1,782 reports of this reaction
1.8% of all GLIPIZIDE TABLETS reports
#11 most reported adverse reaction
ASTHENIA is the #11 most commonly reported adverse reaction for GLIPIZIDE TABLETS, manufactured by ANI Pharmaceuticals, Inc.. There are 1,782 FDA adverse event reports linking GLIPIZIDE TABLETS to ASTHENIA. This represents approximately 1.8% of all 96,589 adverse event reports for this drug.
Patients taking GLIPIZIDE TABLETS who experience asthenia should discuss this symptom with their healthcare provider to determine whether it may be related to their medication and what alternatives may be available.
ASTHENIA is a less commonly reported adverse event for GLIPIZIDE TABLETS, but still significant enough to appear in the safety profile.

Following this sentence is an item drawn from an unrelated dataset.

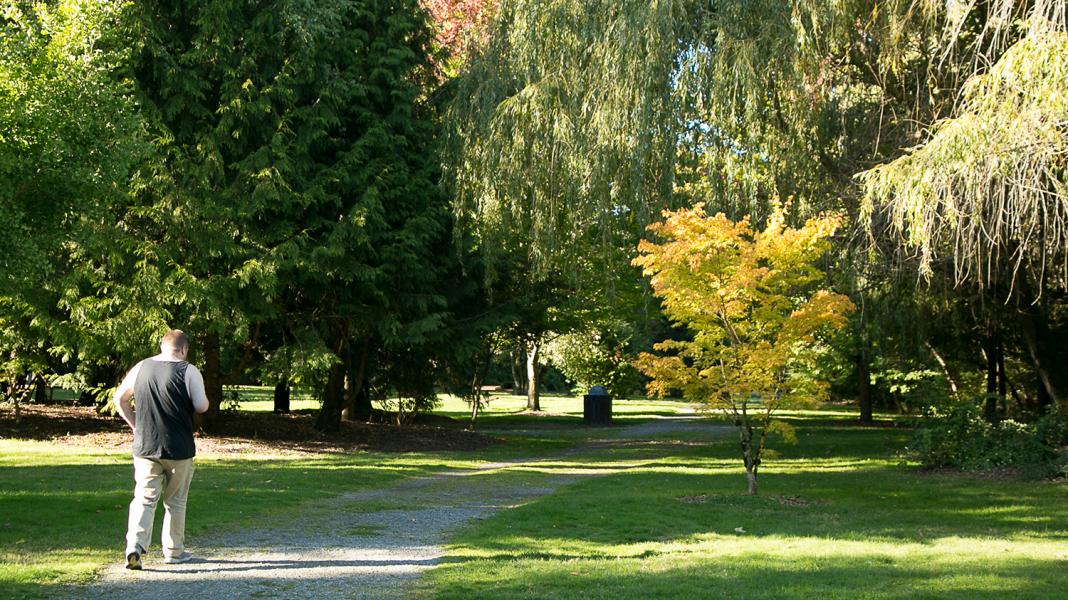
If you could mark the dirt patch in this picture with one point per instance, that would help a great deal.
(246, 432)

In addition to asthenia, the following adverse reactions have been reported for GLIPIZIDE TABLETS:
The following drugs have also been linked to asthenia in FDA adverse event reports:
ASTHENIA has been reported as an adverse event in 1,782 FDA reports for GLIPIZIDE TABLETS. This does not prove causation, but indicates an association observed in post-market surveillance data.

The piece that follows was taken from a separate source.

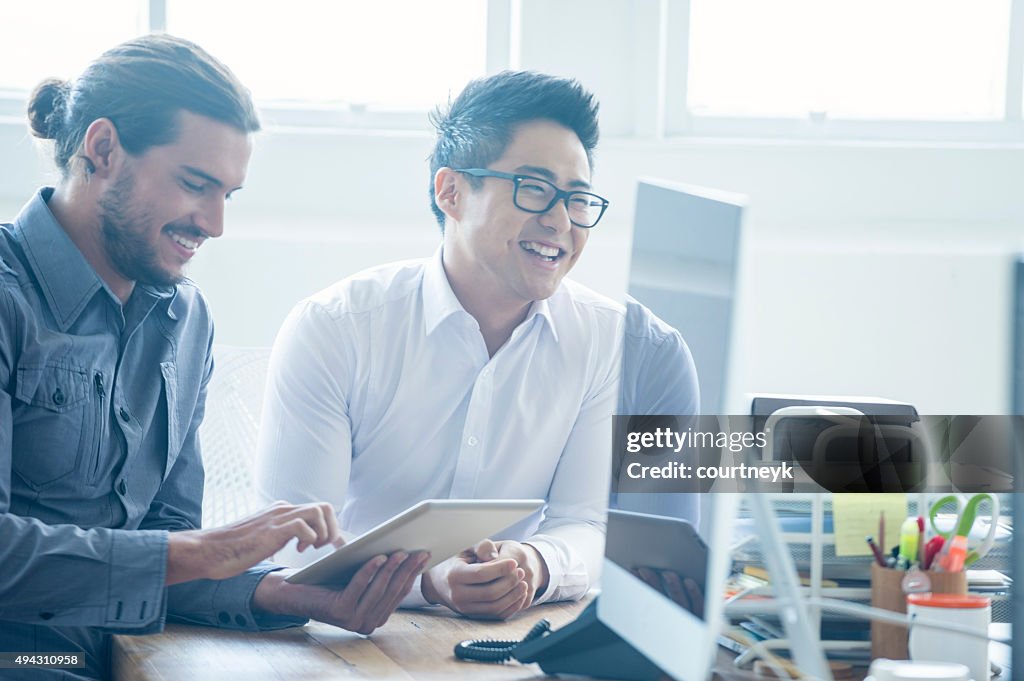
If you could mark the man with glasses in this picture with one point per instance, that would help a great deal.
(478, 373)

ASTHENIA accounts for approximately 1.8% of all adverse event reports for GLIPIZIDE TABLETS, making it a notable side effect.
If you experience asthenia while taking GLIPIZIDE TABLETS, contact your healthcare provider. They can evaluate whether the symptom is related to your medication and discuss potential adjustments to your treatment plan. Do not stop taking prescribed medication without consulting your doctor.